Bush has yet to speak out publicly on the Senate report, which has drawn scathing criticism worldwide of what the CIA has called "enhanced interrogation techniques", amid and calls for those involved to face trial.

The CIA deliberately misled Congress and the White House about the value of the intelligence its interrogators were gathering, the report concluded.

But Cheney did not mince his words in rejecting that.

"The report's full of crap, excuse me.

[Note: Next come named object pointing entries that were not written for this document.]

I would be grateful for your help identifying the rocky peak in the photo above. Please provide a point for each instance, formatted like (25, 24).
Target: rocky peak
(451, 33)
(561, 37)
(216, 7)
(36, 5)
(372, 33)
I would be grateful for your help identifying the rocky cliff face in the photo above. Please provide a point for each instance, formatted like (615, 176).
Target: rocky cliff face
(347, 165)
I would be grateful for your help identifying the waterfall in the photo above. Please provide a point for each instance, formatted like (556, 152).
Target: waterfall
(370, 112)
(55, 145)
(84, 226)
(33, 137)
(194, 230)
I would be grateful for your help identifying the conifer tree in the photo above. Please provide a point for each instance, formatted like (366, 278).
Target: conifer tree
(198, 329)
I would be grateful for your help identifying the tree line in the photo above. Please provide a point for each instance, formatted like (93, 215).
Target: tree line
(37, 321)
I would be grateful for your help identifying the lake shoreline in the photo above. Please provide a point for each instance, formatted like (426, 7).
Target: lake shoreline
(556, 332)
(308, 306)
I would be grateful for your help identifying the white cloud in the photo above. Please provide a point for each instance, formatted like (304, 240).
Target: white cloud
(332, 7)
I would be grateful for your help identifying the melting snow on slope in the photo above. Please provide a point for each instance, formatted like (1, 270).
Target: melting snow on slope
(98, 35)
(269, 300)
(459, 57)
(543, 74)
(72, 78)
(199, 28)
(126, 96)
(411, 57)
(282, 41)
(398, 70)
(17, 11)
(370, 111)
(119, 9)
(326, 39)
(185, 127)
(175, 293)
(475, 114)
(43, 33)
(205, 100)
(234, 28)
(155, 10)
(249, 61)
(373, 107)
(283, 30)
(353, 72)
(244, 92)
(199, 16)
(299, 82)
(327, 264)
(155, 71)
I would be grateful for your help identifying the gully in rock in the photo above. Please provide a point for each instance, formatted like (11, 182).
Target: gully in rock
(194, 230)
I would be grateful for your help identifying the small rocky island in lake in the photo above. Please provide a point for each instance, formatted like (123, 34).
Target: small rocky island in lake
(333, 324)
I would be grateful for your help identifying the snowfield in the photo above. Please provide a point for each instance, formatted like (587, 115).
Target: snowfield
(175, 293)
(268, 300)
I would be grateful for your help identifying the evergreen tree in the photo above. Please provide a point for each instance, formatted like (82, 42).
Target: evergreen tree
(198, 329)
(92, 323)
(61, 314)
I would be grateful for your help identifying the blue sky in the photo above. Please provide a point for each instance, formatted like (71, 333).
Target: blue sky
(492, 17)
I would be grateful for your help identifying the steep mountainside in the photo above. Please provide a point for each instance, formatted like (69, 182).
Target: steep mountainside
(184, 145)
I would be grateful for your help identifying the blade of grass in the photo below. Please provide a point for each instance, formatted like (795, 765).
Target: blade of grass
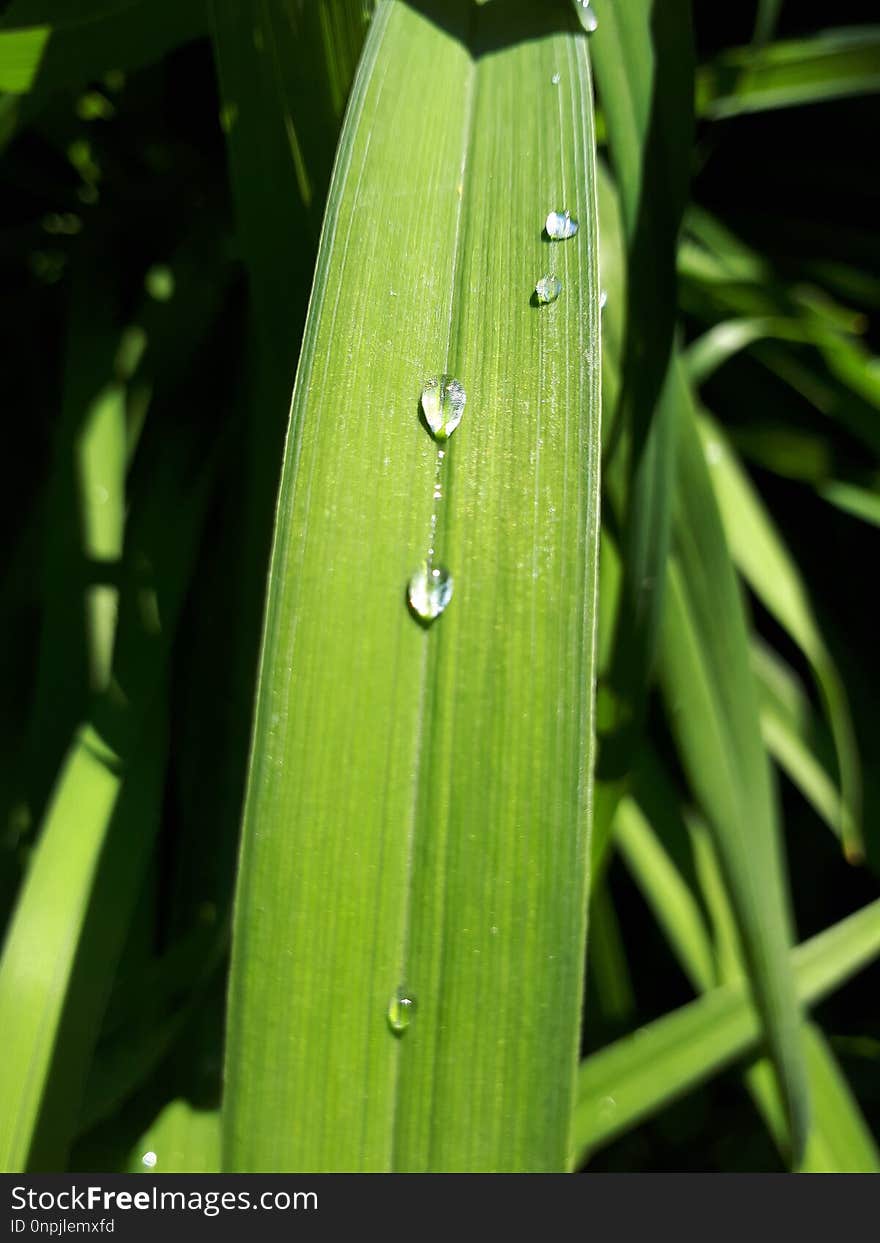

I said hooey yesterday - let me use the real word," he thundered.

The investigation was "deeply flawed" and "didn't bother to interview key people involved in the program," he said.

According to the 500-page declassified summary of the Senate Intelligence Committee's findings, the first CIA briefing with Bush on the interrogation techniques was on April 8, 2006.

Some of the prisoners - including Abu Zubaydah, allegedly Osama Bin Laden's right-hand man, and Abd al-Rahim al-Nashiri, who allegedly led Al-Qaeda operations in the Gulf - were subjected to the torture starting in 2002, it said.

China and Iran, whose own human rights records have often been criticised by Washington, denounced the abuses - but so did Germany and the new pro-US leader of Afghanistan.

"Such a gross violation of our liberal, democratic values must not happen again," German foreign minister Frank-Walter Steinmeier said, reflecting the embarrassment of Washington's European allies.

America's great power rival China - often on the end of US censure for its rights record - was equally unimpressed.

"We believe the US side should reflect upon itself, correct its ways and earnestly respect and abide by the rules of international conventions," Chinese foreign ministry spokesman Hong Lei said.

Iran's supreme leader Ayatollah Ali Khamenei took to Twitter to declare the United States a "symbol of tyranny against humanity" - not just in the CIA torture program but in domestic law enforcement.

The United Nations said the program violated international law and basic human rights, and British-based advocacy group CAGE demanded criminal proceedings.

Around the world, human rights bodies demanded that current US President Barack Obama - who halted the torture but has not gone after the perpetrators - take legal action.

In Washington, a senior official told reporters that nothing in the Senate Intelligence Committee report would change a decision not to prosecute.

The report, released by Democratic committee chair Dianne Feinstein over the objections of some of her Republican colleagues, said CIA torture had been more brutal than previously acknowledged.

It was also badly supervised and ineffective, it found.

"No nation is perfect," Obama said. "But one of the strengths that makes America exceptional is our willingness to openly confront our past, face our imperfections, make changes and do better."

Russia: Torture report 'shocking'

Russia has called the damning report "shocking" and urged global pressure to force Washington to release still-classified details on rights violations.

Russia, which has always bristled at what it sees as Washington's incessant attempts to lecture Moscow on human rights, seized on the latest opportunity to say the Kremlin's former Cold War foe and its allies were no models of democracy.

A searing US Senate Intelligence Committee report released Tuesday said the CIA's interrogation of al-Qaeda suspects was far more brutal than acknowledged and did not produce useful intelligence.

"Its contents are shocking," the Russian foreign ministry's human rights envoy Konstantin Dolgov said, referring to the report.

"The published data is the latest proof of crude systemic violations of human rights by US authorities," he said in a statement.

"Such a state of affairs does not mesh with the United States' claims to the title of a 'paragon of democracy," Dolgov said. "This is far from the reality."

Dolgov also called for a probe into the role of other governments that allowed the CIA to run secret prisons on their territory.

The call appeared to be a thinly veiled jab at countries such as Poland whose former president Aleksander Kwasniewski acknowledged for the first time on Wednesday that his country hosted a secret US jail.

Since the outbreak of the confrontation between Russia and the West over Ukraine, Poland has been one of the Kremlin's most vocal critics.